O “novo normal” ainda vem aí!
Por Sílvia Gomes, senior partner na Retail Consult
Com a pandemia, fomos forçados a mudar drasticamente as nossas vidas face a uma ameaça desconhecida e inesperada e, com isto, provámos a capacidade inesgotável de adaptação do ser humano. A mudança foi acontecendo, sempre numa perspectiva temporária e com a convicção de que, nos meses seguintes, tudo voltaria à “normalidade”. E assim, ao longo do último ano, fomos mudando hábitos, comportamentos, práticas, crenças e valores.
Adaptámos as nossas casas, local onde agora têm que coexistir trabalho, família e lazer. Adaptámos modelos de trabalho, o que, graças à maturidade tecnológica actual, permitiu mesmo remotamente manter produtividade e, em alguns casos, até entregar melhores resultados. Basicamente, adaptámos a nossa maneira de estar e provámos que é possível fazer diferente sem perder os objectivos de sucesso pessoal e profissional.
No entanto, este ainda não é o “novo normal”. Esse chegará numa era pós-covid em que não teremos todas as limitações impostas agora, mas em que certamente permanecerão as novas mentalidades. É certo que no caminho que fizemos no último ano há mudanças que não têm retorno e as empresas têm que repensar as suas organizações face às mudanças sociais e comportamentais. Esta paragem obrigatória provocou alterações significativas no comportamento de consumo e até na percepção de bem-estar. O mercado está diferente.
Surgiu um novo consumidor online, que descobriu a conveniência de comprar pela internet e que engloba também pessoas das faixas etárias mais elevadas. O comércio electrónico deixou de ser usado apenas para tecnologia ou moda, passando agora a ser indispensável para todas as categorias. E mesmo depois da reabertura de todas as lojas, o consumidor não vai deixar de comprar online, vai combinar canais de compra e, no online, já não vai aceitar um serviço mediano porque não tem alternativa. Das cinzas da pandemia renascerá um consumidor ainda mais consciente, mais selectivo e mais exigente do que nunca.

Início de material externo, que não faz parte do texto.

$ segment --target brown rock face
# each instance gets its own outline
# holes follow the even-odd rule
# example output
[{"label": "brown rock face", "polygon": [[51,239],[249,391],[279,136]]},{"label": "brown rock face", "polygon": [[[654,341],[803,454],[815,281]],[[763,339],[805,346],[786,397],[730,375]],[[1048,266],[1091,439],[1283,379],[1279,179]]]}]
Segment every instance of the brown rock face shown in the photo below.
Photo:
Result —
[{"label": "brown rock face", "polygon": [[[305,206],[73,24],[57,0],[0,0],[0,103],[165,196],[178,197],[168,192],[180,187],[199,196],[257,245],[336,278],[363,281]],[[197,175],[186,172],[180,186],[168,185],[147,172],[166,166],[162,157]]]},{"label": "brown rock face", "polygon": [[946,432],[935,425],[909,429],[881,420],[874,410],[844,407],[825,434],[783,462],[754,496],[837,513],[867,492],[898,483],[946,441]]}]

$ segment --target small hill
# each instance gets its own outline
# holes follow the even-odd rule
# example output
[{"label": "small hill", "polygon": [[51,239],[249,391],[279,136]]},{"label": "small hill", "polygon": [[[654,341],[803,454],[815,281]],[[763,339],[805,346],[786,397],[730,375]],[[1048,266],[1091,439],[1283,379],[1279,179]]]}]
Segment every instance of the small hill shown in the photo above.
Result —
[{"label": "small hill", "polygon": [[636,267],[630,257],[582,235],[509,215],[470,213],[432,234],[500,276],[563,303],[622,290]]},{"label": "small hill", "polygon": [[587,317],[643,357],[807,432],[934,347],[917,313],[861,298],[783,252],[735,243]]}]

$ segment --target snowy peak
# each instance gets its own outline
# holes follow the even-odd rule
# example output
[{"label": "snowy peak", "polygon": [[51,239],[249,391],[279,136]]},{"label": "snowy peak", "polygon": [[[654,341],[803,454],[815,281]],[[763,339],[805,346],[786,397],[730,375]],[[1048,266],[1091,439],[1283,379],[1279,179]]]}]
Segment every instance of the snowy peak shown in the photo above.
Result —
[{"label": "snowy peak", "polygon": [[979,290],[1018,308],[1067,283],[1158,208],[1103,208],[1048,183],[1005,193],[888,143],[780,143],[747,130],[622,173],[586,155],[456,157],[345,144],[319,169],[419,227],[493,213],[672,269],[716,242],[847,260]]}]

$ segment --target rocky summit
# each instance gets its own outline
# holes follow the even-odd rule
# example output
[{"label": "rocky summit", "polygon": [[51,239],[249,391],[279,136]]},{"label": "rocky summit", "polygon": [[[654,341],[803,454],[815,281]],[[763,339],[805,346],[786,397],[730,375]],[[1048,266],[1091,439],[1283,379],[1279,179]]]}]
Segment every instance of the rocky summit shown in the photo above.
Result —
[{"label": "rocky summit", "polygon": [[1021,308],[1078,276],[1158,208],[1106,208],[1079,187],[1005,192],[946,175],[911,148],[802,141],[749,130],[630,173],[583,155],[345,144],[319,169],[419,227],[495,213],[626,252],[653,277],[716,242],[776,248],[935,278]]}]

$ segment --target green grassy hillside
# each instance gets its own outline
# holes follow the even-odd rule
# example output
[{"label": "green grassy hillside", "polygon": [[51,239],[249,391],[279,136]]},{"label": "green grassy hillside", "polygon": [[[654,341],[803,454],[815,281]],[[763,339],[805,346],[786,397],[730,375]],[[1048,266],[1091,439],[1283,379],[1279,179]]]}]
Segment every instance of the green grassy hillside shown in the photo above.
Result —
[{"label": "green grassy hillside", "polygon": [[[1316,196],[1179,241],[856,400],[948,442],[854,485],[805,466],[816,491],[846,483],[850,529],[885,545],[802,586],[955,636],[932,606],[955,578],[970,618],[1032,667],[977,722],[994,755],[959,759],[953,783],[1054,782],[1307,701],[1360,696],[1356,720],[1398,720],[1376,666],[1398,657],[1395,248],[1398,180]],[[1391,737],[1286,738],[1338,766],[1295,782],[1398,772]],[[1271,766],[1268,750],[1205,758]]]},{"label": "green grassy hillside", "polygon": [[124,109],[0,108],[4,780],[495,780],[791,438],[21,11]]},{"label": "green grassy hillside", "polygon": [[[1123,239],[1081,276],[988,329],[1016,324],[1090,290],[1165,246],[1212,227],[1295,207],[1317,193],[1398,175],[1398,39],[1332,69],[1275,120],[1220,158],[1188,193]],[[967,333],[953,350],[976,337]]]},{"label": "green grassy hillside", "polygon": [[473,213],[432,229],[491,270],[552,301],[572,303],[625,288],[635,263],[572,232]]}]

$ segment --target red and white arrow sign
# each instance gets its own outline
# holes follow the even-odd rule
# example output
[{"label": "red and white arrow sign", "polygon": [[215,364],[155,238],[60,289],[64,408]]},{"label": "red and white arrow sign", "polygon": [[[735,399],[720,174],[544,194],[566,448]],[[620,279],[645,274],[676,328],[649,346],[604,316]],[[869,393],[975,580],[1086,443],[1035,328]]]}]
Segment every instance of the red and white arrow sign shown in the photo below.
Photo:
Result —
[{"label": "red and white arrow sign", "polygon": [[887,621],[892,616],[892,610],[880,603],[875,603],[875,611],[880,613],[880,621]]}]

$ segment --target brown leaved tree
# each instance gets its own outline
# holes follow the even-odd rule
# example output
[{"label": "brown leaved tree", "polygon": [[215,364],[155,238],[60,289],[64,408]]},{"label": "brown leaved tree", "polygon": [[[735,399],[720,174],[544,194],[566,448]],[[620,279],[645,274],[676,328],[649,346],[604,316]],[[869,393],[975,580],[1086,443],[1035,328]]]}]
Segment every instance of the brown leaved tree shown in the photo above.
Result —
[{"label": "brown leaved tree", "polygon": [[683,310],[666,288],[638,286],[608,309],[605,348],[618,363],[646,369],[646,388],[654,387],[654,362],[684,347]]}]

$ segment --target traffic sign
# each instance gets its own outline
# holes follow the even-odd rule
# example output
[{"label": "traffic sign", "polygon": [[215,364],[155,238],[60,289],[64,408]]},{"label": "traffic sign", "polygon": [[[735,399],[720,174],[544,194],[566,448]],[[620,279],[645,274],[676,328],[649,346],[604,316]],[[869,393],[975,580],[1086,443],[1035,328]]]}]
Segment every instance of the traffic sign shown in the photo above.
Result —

Por isso, no “novo normal”, o posicionamento do canal físico vs o digital tem que ser repensado para responder às exigências deste consumidor. Isto envolve uma redefinição dos processos, das pessoas e dos sistemas, criando uma nova organização, capaz de responder aos desafios desta nova realidade.
Já não é concebível que a gama online seja mais reduzida do que a das lojas físicas. Aliás, a expectativa será precisamente a contrária e numa era pós-covid será espectável assistir a uma digitalização das lojas físicas. Isto significa uma mudança na experiência da loja física alavancada pelos avanços tecnológicos, como com a expansão da gama virtualmente, permitindo a redução do espaço físico de exposição de produto, e o reforço da interacção com os clientes através de assistentes virtuais.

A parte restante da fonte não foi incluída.